52 participants were split into two groups by the researchers.
One group exercised on a treadmill at least five times per week, while the other participated in just one session each week. Eye exams were carried out prior to and five minutes after each session to assess the impact of activity on tear film and secretion. All subjects experienced a significant increase in tear amount immediately following exercise, even though those who exercised more frequently saw bigger benefits.
According to study co-author Heinz Otchere, PhD(c), a vision science researcher at the University of Waterloo in Canada, when the tear film is compromised, the surface can develop dry spots where those irritants might get in and cause itching. Our tear film is produced when we blink and has three layers—oil, water, and a substance called mucin—that combine to hydrate the surface of the eye in order to block irritants like dust. He claims that in addition to other causes like aging, hormone changes, sedentary behavior, some drugs, and dehydration, these spots can also appear as a result of routine activities like using a computer. Even things like a lack of vitamin A, allergies, smoke exposure, variations in humidity, and wind exposure can be contributing causes.
Although aerobic activity mostly works out your huge muscle groups, it also has unique affects on your eyes, according to Otchere. The American Academy of Ophthalmology states that the eye has a jelly-like substance called vitreous humor filling the back part of the eye and a more watery liquid, called aqueous humor, near the front. Previous studies have shown that exercise increases blood circulation and lowers intraocular pressure—a measure of fluid pressure inside the eye. A little amount of fresh aqueous humor is constantly entering a healthy eye, while an equal amount is also draining away.
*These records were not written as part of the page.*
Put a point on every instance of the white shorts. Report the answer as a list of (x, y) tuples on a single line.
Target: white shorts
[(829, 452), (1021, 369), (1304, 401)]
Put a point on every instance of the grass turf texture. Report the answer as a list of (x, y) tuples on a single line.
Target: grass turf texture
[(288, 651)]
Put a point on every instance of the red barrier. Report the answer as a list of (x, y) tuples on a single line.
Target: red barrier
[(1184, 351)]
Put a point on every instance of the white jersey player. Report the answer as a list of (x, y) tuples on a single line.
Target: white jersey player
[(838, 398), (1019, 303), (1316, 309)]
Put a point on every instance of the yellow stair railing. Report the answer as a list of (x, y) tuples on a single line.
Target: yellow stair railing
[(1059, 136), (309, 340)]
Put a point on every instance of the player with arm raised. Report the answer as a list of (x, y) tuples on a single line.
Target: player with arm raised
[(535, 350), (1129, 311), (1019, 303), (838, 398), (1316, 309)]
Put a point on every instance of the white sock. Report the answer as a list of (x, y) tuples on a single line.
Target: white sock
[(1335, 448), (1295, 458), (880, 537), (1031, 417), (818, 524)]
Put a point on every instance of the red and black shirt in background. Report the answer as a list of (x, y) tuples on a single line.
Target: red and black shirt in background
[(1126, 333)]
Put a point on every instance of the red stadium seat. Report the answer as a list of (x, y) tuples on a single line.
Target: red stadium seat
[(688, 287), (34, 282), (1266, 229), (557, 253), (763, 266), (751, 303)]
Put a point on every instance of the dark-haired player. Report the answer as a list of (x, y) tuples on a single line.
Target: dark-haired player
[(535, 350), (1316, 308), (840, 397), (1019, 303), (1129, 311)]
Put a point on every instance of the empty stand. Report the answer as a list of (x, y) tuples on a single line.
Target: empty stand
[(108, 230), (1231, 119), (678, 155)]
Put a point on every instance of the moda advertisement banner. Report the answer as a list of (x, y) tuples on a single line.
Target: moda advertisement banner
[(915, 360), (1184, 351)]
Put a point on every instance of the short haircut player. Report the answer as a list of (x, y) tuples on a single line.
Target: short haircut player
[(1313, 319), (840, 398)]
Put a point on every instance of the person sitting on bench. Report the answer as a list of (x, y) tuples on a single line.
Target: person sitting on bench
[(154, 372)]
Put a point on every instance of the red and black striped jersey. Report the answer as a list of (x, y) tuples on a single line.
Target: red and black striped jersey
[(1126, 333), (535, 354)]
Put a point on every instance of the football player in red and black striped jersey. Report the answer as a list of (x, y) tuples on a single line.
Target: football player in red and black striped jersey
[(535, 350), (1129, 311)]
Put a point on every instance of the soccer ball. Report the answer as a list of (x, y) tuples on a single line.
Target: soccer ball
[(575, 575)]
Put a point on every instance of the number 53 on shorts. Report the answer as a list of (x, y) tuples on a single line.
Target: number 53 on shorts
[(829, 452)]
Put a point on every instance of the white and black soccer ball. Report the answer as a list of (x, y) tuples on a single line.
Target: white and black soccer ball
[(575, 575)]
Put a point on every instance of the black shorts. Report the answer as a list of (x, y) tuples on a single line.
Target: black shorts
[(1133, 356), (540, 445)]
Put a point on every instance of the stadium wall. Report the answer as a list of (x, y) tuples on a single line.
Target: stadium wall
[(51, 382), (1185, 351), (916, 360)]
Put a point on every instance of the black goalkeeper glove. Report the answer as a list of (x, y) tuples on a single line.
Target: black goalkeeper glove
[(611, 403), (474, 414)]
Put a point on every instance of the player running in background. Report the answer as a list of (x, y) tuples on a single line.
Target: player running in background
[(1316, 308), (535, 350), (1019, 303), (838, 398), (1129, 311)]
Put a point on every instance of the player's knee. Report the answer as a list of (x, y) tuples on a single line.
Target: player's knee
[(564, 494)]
This equal flow corresponds to a constant pressure.
Otchere continues, "Exercise also has other benefits on the eyes, including lowering inflammation and increasing tear secretion, which both aid in reducing dry eye issues." If intraocular pressure is not properly controlled or rises too high, it can harm the optic nerve and impair vision, though some people can have higher intraocular pressure without any damage.
The next step may be to undergo an eye exam, advises Howard Krauss, MD, a neuro-ophthalmologist at Providence Saint John's Health Center in California, if you have been exercising frequently but still experience dry, itchy eyes. In other words, your eyes may be giving you a warning sign that something more serious might be going on. Not only can this assist identify a cause for potential tear film concerns, but an eye exam can really aid with detecting numerous systemic medical conditions, he claims. According to him, an eye exam can, for example, aid in the early detection of illnesses like diabetes, high blood pressure, high cholesterol, autoimmune problems, and vision loss.